De premiers traitements – timbres de nitroglycérine et coûteuses injections d’acide – se sont révélés inefficaces. En revanche, la thérapie par ondes de choc radiales (shockwave), combinée à des exercices excentriques en musculation, a rapidement produit des résultats.

« Ça a relancé le processus de guérison. J’ai senti des changements : j’ai plus de flexibilité [dans le genou] et moins de douleur.

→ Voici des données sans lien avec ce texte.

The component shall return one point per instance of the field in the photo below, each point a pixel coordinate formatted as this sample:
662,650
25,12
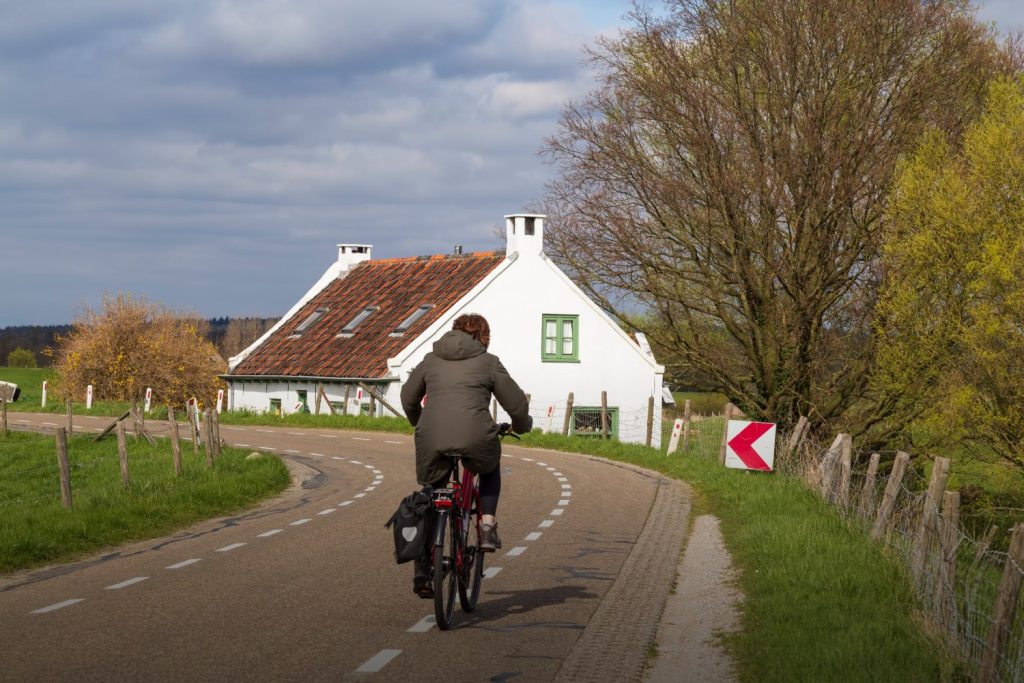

Une échographie a montré que les taches noires avaient disparu. Le tendon est plus épais qu’avant. Les deux protocoles ensemble, ça a fait toute la différence. »

Pour la première fois en près de dix mois, Fiola a rechaussé les patins il y a deux semaines. « C’est comme si je n’avais pas arrêté ! », s’est-il étonné, attribuant cette absence de rouille à de nombreux exercices de visualisation et à la santé de son genou.

« Naturellement, je patine mieux qu’avant parce que j’ai confiance en ma jambe. Dans les vidéos, j’ai remarqué que j’avais tendance à déposer mon pied droit trop loin dans les lignes droites, pour être moins croisé. Même chose dans les virages, où je trébuchais un peu parce que je ne voulais pas m’écraser sur ma jambe. Ça a réglé le problème. »

Son temps de glace est limité, mais Christopher Fiola est déterminé à zoomer sur la saison prochaine. Et sa blessure aura servi à éviter des problèmes à Dubreuil, qui a pris le temps de bien soigner une tendinite l’été dernier pour ne pas vivre le même cauchemar que son collègue.